Pope Leo XIV received this Saturday, February 28, 2026, a group of Spanish seminarians from the seminaries of Alcalá de Henares, Toledo, Cartagena, and the Interdiocesan Seminary of Catalonia. In his address, the Pontiff centered his message on a direct warning: when the relationship with God weakens, life—and particularly the priestly ministry—becomes disordered from within.
Leo XIV referred the attendees to a letter of his addressed to the Major Seminary of Trujillo, in Peru, as a framework for understanding the axes of priestly formation. However, he wanted to dwell on a point prior to everything else and which, precisely because it is basic, can be taken for granted and neglected: maintaining a supernatural vision of reality. To illustrate it, he quoted G. K. Chesterton: “If the supernatural is removed, what is found is not the natural, but the unnatural.” With that reference, the Pope emphasized that the problem is not limited to visible scandals, but to lifestyles and ordinary decisions in which God is relegated to the margins.
The Pontiff then posed an incisive question: what could be more unnatural than a priest who speaks of God but lives without awareness of His presence. The risk, he warned, would not be merely a moral incoherence, but becoming accustomed to the things of God without living from God, leaving out the Lord from concrete life.
In that framework, Leo XIV warned against the confusion between fruitfulness and activism. He evoked the image of trees that “die standing,” firm on the outside but dry on the inside, to explain that a seminarian or priest can also maintain an intense pastoral agenda while his interior life weakens. Formation, he insisted, does not exhaust itself in technical tools—including psychology, which he recognized as useful—because the true protagonist is the Holy Spirit, who shapes the heart to serve Christ in His people.

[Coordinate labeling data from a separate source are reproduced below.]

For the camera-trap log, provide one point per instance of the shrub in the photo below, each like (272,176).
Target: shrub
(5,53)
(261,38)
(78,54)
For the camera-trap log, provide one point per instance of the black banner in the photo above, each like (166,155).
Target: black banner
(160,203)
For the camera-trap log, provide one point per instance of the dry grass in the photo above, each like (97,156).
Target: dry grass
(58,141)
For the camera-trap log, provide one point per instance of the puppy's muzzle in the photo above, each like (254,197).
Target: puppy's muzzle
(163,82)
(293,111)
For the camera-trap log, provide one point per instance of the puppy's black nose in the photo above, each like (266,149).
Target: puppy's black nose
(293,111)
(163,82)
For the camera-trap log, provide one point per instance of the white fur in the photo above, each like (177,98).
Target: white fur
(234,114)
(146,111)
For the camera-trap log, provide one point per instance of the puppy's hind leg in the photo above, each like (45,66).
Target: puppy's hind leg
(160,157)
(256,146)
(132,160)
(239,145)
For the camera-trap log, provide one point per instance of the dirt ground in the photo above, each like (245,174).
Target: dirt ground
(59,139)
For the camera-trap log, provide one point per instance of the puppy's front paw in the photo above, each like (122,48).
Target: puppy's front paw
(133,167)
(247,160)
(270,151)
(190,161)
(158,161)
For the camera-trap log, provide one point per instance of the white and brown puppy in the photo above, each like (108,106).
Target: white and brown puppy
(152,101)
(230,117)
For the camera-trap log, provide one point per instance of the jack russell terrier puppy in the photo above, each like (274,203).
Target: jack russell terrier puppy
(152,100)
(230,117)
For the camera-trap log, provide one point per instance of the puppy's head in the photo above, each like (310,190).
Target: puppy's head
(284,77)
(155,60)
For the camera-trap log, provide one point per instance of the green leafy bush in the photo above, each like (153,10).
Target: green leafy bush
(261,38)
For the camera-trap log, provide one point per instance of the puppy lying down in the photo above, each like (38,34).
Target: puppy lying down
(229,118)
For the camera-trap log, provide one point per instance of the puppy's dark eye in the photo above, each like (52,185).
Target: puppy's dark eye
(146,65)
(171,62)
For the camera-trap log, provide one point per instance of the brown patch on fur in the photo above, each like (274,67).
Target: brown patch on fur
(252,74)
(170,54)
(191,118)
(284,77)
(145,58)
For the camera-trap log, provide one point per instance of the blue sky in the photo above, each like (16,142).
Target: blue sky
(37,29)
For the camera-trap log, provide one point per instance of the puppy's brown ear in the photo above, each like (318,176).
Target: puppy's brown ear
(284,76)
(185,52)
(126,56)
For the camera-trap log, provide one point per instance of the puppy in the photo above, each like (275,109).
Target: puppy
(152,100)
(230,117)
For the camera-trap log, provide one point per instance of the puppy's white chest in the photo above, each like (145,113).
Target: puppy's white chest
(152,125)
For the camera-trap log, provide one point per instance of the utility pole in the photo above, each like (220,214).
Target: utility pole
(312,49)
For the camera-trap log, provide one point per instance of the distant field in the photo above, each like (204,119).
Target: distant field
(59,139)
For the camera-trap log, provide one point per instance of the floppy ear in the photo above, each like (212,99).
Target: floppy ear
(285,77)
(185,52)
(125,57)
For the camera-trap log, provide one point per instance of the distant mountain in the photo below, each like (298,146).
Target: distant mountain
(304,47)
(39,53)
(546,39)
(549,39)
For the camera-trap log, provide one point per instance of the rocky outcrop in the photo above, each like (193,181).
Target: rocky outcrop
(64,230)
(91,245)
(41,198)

The core of the message was clear: everything begins and always returns to the living relationship with Christ. Without that foundation, the formative structure loses consistency; with it, even ordinary life becomes a space for transformation. In conclusion, the Pope thanked the seminarians for their generosity and reminded them that they do not walk alone, but are sustained by the prayer of the Church and accompanied by the Virgin Mary.